Oral and Poster Abstracts
651. Myeloma: Biology and Pathophysiology, excluding Therapy: Poster II
Sunday, December 8, 2013, 6:30 PM-8:30 PM, Hall G (Ernest N. Morial Convention Center)
Introduction: Monoclonal gammopathy of undetermined significance (MGUS) progresses to asymptomatic (AMM) or symptomatic myeloma (MM) at an annual rate of 1%. Primary cytogenetic aberrations of chromosome 14q32 translocations with one of the partner genes (MMSET, FGFR3, CCND3, CCND1, MAF, and MAFB), and secondary mutations, such as gain of 1q21 and deletion of 17p13 (TP53 locus), have been detected at diagnosis and during disease progression of MGUS or AMM (Lopez-Corral et al, Clin Cancer Res 2011). The goals of this study were to understand the underlying genetic features of MGUS and AMM, and define significant biomarkers for MGUS and AMM in disease progression.

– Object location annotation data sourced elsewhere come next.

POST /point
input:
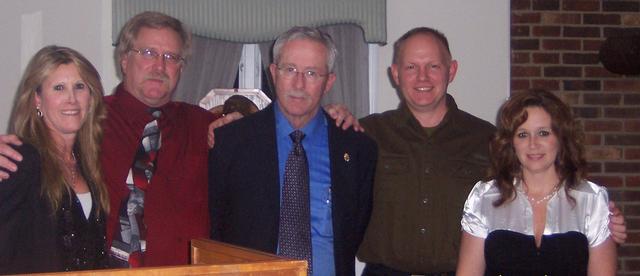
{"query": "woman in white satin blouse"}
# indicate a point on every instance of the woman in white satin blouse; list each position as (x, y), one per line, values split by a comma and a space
(539, 215)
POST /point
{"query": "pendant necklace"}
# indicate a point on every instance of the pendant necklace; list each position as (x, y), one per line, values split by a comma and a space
(72, 167)
(544, 198)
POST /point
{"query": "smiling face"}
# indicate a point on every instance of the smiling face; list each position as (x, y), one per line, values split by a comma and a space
(64, 99)
(423, 72)
(298, 96)
(535, 143)
(152, 81)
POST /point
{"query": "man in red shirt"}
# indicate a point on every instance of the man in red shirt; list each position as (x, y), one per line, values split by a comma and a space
(151, 53)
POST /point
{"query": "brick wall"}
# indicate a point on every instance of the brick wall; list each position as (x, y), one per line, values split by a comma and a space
(554, 46)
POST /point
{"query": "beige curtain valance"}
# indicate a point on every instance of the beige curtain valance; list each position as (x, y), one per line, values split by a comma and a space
(254, 21)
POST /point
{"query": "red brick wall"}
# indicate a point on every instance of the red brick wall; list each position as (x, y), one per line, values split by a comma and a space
(554, 46)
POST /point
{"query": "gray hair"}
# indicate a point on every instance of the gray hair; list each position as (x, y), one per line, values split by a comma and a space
(154, 20)
(309, 33)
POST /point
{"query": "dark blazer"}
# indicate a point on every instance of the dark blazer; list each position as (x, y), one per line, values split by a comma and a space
(32, 238)
(244, 188)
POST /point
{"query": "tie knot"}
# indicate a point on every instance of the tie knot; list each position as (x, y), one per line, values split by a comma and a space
(155, 112)
(296, 136)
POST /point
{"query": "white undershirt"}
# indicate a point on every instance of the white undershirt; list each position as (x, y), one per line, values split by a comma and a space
(85, 202)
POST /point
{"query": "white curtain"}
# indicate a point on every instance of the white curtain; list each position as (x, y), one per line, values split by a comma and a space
(213, 64)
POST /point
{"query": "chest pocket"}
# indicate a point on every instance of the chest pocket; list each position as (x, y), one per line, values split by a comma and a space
(392, 172)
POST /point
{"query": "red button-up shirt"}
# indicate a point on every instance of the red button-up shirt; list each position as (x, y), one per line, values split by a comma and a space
(175, 207)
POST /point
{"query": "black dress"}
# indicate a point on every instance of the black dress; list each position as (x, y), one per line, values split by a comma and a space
(35, 239)
(570, 230)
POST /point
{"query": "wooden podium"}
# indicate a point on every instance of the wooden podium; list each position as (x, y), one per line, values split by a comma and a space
(215, 258)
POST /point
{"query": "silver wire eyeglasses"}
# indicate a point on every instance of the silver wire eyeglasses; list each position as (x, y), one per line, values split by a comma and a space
(290, 72)
(152, 54)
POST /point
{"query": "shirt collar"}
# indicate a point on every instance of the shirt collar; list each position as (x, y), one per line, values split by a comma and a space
(311, 129)
(136, 110)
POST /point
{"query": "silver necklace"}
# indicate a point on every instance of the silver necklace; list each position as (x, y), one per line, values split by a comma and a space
(544, 198)
(72, 167)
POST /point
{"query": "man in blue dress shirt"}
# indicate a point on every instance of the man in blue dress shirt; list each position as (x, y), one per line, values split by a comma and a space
(247, 163)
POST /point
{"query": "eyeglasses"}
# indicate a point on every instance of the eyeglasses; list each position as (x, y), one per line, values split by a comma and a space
(291, 72)
(152, 54)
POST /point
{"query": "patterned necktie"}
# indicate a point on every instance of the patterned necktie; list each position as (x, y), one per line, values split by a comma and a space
(131, 244)
(294, 238)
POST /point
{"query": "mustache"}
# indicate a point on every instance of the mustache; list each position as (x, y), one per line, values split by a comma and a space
(296, 93)
(157, 76)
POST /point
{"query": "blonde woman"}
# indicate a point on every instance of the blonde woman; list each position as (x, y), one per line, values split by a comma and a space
(52, 209)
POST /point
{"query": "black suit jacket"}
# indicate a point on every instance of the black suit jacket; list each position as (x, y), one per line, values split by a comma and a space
(244, 188)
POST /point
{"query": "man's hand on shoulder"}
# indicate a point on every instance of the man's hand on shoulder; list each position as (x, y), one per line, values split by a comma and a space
(8, 155)
(225, 119)
(343, 117)
(617, 224)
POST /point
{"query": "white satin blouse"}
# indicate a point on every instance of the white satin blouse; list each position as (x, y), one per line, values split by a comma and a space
(589, 215)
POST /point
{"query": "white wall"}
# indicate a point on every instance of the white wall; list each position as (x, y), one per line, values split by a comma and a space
(28, 25)
(478, 33)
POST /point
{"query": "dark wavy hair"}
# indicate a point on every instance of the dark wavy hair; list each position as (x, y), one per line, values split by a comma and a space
(505, 167)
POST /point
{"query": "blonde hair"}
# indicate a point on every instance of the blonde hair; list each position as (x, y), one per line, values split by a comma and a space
(32, 129)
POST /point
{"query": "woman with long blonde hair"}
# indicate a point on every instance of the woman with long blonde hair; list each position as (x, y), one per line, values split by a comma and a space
(52, 209)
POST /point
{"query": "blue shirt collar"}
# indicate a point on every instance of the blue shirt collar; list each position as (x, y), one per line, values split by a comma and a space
(311, 129)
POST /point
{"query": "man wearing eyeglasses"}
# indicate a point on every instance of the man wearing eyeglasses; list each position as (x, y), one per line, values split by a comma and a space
(158, 194)
(252, 160)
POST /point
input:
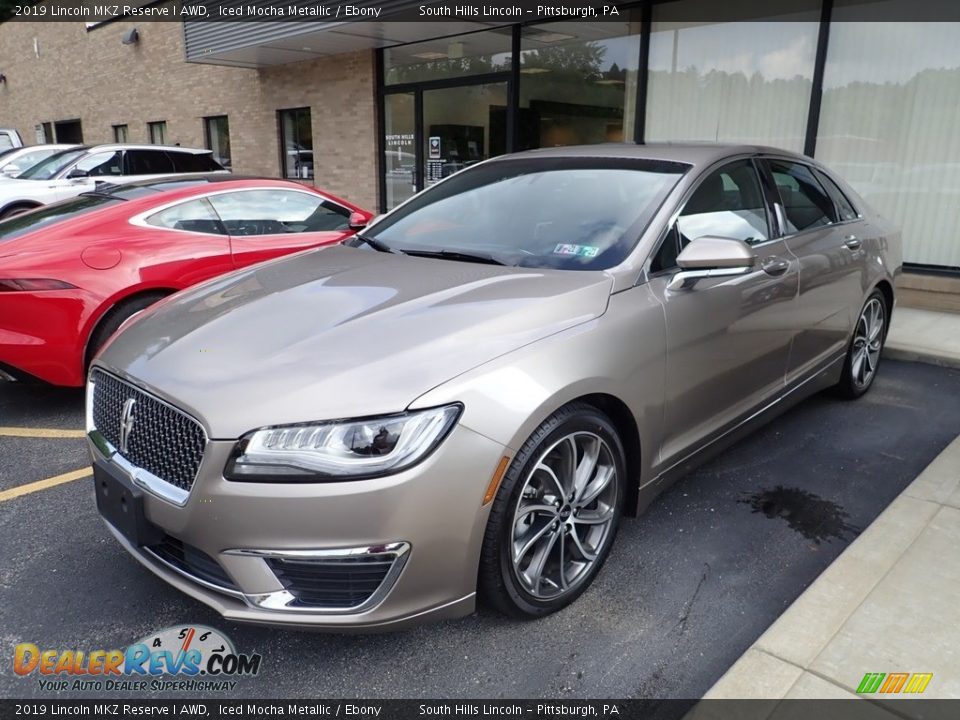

Methods: Bone marrow aspirates were obtained from 221 patients with MGUS or AMM. Of 118 patients initially diagnosed with MGUS, 13 (11%) progressed to AMM or MM, while 29 of 103 (28%) patients initially diagnosed with AMM progressed to MM. In an attempt to characterize the immunoglobulin heavy chain (IGH) gene in MGUS and AMM, bone marrow clonal plasma cells (PCs) were analyzed using interphase fluorescence in situ hybridization (FISH) with two probes at 14q32 for the IGH regions. Specially, the IGH constant region (IGHC) and variable region (IGHV) were simultaneously probed to investigate the overall patterns of rearrangement. The IGHC probe is comprised of 240kb DNA sequences from IgG4 to IgM. The IGHV probe is comprised of 150kb DNA sequences from IgV3-20 to IgV7-34. Clonal PCs in the bone marrow aspirates were identified using kappa (κ) and lambda (λ) light chain restrictions. 14q32 translocations were determined based on gene expression levels of each of the partner genes combined with FISH of fusions of either the IGHC or the IGHV probe and a probe of the partner gene. Gain of 1q21 and deletion of TP53 locus were routinely performed on newly diagnosed patients.
Results: We found highly-diversified IGHC and IGHV signal patterns (Table) in MGUS in comparison to the predominance of a single FISH pattern in AMM/MM. In MGUS, the heterogeneous IGHC/V patterns were observed in both the κ and λ light chain restricted populations; however, none of the PC clones comprised a dominant population (>50%), also reflected in low-risk serum free light chain (sFLC) ratios (<100). As MGUS progressed to AMM or MM, a PC clone with a homogeneous IGHC/V pattern emerged in either the κ or λ light chain restricted PC population. In AMM, 10% of the patients with a FISH-detected dominant PC clone and a significant high-risk sFLC ratio (≥100) progressed to MM within the first 2 years; 18% of the patients whose sFLC ratios did not meet disease progression criteria, yet had a dominant PC clone in the bone marrow by FISH, also progressed to MM. This may be attributed to PCs with a non-secretory phenotype. Interestingly, the frequency of all 14q32 translocations in these patients (42%) was similar to that of 14q32 translocations in patients with MM, especially t(11;14), which was present in 20% of the cases. However, while t(4;14) was less frequent in MGUS/AMM than in MM, the patients had twice the frequency of t(14;16) than in patients with MM. Among t(4;14) in MGUS and AMM, IGH/MMSET translocations were observed at both stages, but, IGH/FGFR3 translocations were only present in AMM. The cytogenetic feature of 1q21 gain and TP53 deletion were primarily detected in AMM. In conclusion, IGHC and IGHV probes for FISH may serve as clinically relevant biomarkers to identify MGUS and AMM on the basis of plasma cell clonality. The chromosomal translocations and secondary cytogenetic mutations may indicate disease progression even at the antecedent stages. IGHC/V FISH patterns are a promising tool that may be especially valuable in bone marrow specimens with a background of polyclonal plasmacytosis to characterize patients presenting with MGUS or AMM for improved diagnosis, prognosis, and treatment.